If the world was perfect, there would be plenty of beneficial bacteria in our food and surroundings to keep our digestive tracts at optimum health. Unfortunately, that’s not usually the case anymore. If you’re eating the common American diet, you’re consuming fruits and vegetables that have been sanitized to kill off all bacteria (good and bad), pasteurized dairy, and round after round of antibiotics along with your store-bought meat and produce. Simply put, we need those good bacteria for our gut to thrive, and we’re not getting them.

The Health Benefits of Eating Fermenting Foods

The good news is, if you’re a homesteader who grows your own food, your diet is probably quite a bit better than the average American. But, there’s always room for improvement! And, the health benefits of fermented foods can make a real difference to almost every system of the body.

  • Fermented Foods Support Friendly Gut Bacteria: When we eat fermented foods, we are ingesting an actual ecosystem of friendly bacteria that support our gastro-intestinal systems. These beneficial microbes live in the large intestine and kill off bad bacteria that cause illness and disease.
  • Fermented Foods are Good for Your Endocrine System: Your GI tract is made up of everything from your mouth to your… ummm… end. It’s the largest endocrine organ system of your body, and it controls everything from your immune system and metabolism to your emotional responses. In the past, there’s been a lot of talk about the thyroid (another endocrine organ), but it turns out that your GI tract has three times more impact on fighting of illness, maintaining your weight, and stabilizing your moods.
  • Fermented Foods are Good for Digestion: One of the natural by-products of eating living fermented foods is acid that helps the body break down micronutrients and macronutrients that we get through our food. This digestive acid makes things like lactose easier to digest, while reducing bloating and other digestive issues.
  • Fermented Foods Assist in Nutrient Absorption: When you consume fermented foods, the healthy bacteria transform the digested nutrients into a more easily absorbed form. The nutrients are more readily available to the body. For example, calcium absorption is greatly enhanced by healthy gut bacteria, which we all know is crucial for maintaining healthy bones as we age.
  • Fermented Foods are Good or Your Skin, Hair, and Nails: Vitamin B12, biotin, and folic acid are all essential for healthy skin, hair, and nails. When your gut contains healthy bacteria, it is more efficient at synthesizing these crucial nutrients.
How to Ferment Your Home-Grown Vegetables

Fermenting is starting to sound pretty intriguing now, isn’t it? You probably don’t need a whole lot of coaxing to give it a try, but we also want to point out that the process is really easy, and you don’t need a bunch of expensive equipment.
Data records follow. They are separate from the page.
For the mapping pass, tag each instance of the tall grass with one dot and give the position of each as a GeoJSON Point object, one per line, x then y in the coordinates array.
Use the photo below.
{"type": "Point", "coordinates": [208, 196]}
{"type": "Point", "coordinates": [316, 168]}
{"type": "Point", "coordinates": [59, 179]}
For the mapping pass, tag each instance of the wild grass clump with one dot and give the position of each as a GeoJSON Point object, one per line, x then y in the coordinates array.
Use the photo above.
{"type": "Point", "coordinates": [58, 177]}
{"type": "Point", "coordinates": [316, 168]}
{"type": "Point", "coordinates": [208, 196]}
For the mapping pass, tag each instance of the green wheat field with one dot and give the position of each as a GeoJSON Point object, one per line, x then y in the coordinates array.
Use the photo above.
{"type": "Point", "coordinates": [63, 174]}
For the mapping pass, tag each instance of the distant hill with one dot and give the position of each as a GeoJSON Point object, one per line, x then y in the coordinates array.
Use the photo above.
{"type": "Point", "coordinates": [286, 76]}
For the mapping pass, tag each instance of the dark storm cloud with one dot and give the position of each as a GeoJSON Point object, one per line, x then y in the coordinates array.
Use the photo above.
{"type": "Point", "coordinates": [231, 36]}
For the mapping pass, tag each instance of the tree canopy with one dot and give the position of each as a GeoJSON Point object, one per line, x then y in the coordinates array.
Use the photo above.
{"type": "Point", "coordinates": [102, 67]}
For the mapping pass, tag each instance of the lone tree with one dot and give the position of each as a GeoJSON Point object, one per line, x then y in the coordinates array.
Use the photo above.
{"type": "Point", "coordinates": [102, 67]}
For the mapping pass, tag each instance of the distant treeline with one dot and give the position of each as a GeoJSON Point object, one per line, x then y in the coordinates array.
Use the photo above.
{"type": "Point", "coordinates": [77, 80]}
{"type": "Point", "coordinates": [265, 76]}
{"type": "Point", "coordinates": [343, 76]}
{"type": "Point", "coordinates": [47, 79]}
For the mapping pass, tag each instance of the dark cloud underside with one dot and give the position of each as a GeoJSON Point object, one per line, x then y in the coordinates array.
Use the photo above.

Not only that, but fermented foods are also incredibly delicious… even though they smell a little funky sometimes! And, did we mention that fermented vegetables can be stored in a cold, dark place for up to eight months? Your refrigerator or a very cold (but not freezing) basement would both be ideal.

The only way to get all the benefits of fermented foods is to eat a little bit of them every day. Here’s how to ferment just about any vegetable from your garden.

1. Start with high-quality, organically grown produce.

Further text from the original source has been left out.